As histórias do Hou Hanshu - assim como toda a história da China - estão cheias de exemplos de abnegação, milagres, sacrifí­cios e perseguições cruéis (geralmente da parte de sogras e madrastas) que são tolerados com uma resignação extática, suicídios inúteis, sem falar de manifestações extraordinárias de amor entre irmãos que se negam a separar-se mesmo que seja para dormirem com suas respectivas mulheres, exceto quando se trata de assegurar a descendência.
Como devemos considerar estes atos insóli­tos? Não se trata na verdade de ações que se as­semelham muito ao comportamento dos santos do cristianismo antigo e medieval? Mortificações, beijos em leprosos, jejuns purificadores e outros atos no mesmo estilo nunca foram consi­derados suficientes para provar o amor e a adoração dos santos pelo seu criador. Não es­taríamos diante de um fenómeno similar? A concepção chinesa do mundo, como se tem apontado frequentemente, é muito mais terra-a-terra que a dos ocidentais; a China sempre preferiu a imanência à transcendência, e quando um chinês eleva seu espírito ao criador, nega-se a dar o salto metafísico julgado normal pelos ocidentais, e se volta para aqueles que são seus verdadeiros criadores de carne e osso, ou seja, seus pais.

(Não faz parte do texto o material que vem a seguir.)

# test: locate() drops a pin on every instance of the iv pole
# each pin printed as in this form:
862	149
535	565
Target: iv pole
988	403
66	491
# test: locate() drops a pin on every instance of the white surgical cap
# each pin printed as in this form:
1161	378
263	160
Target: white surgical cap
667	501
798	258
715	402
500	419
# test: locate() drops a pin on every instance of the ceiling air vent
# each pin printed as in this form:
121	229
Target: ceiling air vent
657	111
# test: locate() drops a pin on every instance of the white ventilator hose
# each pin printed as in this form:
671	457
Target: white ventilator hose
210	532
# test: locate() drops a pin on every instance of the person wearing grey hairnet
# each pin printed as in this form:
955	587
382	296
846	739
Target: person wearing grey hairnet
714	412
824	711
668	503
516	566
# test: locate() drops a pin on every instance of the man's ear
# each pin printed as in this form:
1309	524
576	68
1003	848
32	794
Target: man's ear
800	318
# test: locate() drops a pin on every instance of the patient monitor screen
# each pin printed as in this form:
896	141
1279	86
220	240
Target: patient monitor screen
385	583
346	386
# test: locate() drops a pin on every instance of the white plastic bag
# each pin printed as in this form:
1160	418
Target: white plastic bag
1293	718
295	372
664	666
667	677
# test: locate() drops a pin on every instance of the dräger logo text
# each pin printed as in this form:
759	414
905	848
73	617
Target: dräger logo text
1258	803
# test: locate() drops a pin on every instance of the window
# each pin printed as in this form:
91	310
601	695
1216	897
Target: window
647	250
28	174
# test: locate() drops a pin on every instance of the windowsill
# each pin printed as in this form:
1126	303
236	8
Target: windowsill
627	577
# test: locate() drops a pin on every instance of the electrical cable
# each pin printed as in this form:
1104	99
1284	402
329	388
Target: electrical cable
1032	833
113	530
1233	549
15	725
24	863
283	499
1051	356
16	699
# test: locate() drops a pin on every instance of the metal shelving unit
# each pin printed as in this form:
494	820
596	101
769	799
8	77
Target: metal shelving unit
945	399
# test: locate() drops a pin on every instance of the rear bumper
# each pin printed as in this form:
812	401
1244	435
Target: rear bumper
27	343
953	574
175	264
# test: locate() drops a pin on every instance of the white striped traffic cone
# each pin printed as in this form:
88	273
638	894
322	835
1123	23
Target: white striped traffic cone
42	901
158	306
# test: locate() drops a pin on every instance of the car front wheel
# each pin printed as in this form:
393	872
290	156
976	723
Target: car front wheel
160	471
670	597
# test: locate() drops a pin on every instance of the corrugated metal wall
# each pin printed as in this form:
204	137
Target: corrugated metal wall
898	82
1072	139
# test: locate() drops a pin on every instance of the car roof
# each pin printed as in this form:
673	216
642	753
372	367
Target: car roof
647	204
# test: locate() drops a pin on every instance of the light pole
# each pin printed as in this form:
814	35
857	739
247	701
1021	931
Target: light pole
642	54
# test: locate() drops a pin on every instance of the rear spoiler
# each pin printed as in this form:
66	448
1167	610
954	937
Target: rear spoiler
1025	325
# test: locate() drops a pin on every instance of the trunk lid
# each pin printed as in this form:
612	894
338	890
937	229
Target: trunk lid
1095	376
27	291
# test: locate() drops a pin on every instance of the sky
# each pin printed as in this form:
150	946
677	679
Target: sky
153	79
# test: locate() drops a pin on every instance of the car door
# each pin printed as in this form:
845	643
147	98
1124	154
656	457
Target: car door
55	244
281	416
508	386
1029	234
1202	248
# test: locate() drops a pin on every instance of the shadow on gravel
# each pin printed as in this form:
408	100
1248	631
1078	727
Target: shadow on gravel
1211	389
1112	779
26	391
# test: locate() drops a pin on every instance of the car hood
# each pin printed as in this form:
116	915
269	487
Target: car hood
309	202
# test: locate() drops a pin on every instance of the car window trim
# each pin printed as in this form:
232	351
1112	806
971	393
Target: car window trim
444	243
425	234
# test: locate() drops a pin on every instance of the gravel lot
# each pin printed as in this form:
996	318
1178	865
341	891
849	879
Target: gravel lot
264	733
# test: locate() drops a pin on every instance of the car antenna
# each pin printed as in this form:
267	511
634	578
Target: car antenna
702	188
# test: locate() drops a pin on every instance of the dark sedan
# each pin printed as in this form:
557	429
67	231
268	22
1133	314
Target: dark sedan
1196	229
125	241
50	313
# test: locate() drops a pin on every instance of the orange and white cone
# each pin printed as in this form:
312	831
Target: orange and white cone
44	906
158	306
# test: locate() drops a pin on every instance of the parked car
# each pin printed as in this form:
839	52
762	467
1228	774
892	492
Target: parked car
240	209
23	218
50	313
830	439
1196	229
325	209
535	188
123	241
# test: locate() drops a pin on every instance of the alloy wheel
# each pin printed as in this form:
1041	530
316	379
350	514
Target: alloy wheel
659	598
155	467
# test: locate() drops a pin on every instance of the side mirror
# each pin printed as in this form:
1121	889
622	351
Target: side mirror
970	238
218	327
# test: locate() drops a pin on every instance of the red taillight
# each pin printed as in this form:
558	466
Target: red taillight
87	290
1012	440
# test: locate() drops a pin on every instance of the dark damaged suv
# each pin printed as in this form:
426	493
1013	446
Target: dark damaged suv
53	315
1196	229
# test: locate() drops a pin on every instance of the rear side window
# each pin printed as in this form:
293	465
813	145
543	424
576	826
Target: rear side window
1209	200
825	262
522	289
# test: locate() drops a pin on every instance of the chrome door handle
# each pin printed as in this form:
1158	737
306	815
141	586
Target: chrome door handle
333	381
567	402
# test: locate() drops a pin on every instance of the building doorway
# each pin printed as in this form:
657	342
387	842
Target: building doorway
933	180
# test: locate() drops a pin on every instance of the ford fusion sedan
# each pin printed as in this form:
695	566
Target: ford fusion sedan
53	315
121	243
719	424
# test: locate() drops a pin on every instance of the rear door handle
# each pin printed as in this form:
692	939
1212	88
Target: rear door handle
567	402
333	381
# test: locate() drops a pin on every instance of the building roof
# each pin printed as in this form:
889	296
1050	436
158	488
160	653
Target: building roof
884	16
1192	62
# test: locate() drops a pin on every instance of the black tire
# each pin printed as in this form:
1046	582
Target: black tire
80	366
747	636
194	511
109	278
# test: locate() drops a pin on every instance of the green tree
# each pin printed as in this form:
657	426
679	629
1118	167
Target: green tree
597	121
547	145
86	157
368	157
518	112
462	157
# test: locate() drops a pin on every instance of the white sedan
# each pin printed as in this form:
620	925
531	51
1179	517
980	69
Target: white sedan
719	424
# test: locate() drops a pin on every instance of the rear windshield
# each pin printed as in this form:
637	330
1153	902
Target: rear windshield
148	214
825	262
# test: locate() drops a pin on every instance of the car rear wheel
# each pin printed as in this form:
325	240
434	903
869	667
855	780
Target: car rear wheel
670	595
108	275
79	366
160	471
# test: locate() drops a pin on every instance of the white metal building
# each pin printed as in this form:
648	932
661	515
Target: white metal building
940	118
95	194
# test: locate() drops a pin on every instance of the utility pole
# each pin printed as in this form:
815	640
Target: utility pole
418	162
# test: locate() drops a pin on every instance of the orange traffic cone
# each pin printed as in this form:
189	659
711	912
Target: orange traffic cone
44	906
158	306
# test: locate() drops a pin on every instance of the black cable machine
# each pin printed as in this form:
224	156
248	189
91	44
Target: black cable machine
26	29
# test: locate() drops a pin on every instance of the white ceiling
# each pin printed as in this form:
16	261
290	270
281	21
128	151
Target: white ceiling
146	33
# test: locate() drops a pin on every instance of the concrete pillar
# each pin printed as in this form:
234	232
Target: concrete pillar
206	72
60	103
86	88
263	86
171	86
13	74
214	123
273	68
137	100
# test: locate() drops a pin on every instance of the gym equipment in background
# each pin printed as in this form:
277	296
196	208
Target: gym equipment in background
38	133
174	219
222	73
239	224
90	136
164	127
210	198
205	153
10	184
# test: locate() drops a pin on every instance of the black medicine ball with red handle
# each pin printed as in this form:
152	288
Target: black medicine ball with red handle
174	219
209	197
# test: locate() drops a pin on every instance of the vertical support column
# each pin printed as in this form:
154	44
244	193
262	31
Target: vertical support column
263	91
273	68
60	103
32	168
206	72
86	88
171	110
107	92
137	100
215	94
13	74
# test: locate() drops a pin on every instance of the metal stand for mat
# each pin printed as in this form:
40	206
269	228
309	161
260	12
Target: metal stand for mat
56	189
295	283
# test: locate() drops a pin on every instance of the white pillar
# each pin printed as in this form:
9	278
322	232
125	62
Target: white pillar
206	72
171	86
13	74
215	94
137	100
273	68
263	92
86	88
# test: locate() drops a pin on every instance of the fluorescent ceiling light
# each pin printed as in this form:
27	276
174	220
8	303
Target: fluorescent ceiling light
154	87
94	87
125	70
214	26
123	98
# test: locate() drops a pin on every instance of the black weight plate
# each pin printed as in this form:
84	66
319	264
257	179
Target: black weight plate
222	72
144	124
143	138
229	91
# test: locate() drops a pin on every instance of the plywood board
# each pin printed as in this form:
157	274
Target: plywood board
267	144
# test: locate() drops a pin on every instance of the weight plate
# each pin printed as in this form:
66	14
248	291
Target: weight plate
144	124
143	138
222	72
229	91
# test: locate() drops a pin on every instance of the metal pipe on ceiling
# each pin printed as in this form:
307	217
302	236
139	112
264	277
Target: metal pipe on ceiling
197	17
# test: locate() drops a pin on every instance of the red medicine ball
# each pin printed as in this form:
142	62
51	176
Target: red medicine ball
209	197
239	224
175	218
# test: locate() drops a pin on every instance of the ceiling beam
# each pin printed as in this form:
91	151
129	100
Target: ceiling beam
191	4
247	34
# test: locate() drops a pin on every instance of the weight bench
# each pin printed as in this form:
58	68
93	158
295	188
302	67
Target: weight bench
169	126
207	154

O Livro Da Devoção Filial (Xiaojing), um opúsculo medíocre datado provavelmente do fim da Antiguidade ou do começo da era im­perial, e que gozou de grande prestígio durante toda a história da China, reafirma o que disse­mos quase textualmente. No capítulo 9 lê-se:
"Não há maior forma de venerar seu pai do que fazê-lo intermediário dos céus.'' A palavra em­pregada para significar intermediário (peï), as­sim como o contexto, demonstram que os au­tores do Xiaojing se referem às mais antigas práticas religiosas chinesas de que temos notí­cia: os sacrifícios oferecidos aos ancestrais que, como intermediários, apresentavam ao céu os pedidos de seus descendentes e intercediam em seu favor. Há aí uma concepção mística con­ferida ao pai: a de associá-lo, se não a Deus, pelo menos a uma representação da divindade. Como vemos, os chineses não estão longe de deificarem seus pais; seu comportamento tra­duz simplesmente um esforço, que se encontra também entre os ocidentais, de irem além de si mesmos para glorificar seus criadores, que para eles são, literalmente, seus pais e mães.
Voltemos aos ideogramas. Como eles “nasceram. Veja-se na figura abaixo a evolução dum ancião uma criança e os dois juntos, e reparem, novamente, como a terceira figura é a mistura das duas primeiras.


Como se vê os chineses têm muito o que nos ensinar. E coisas bonitas.
Sobretudo a mim, que nada sei de chinês, mas encontrei este trabalho de que fiz um resumo que espero não desgostem.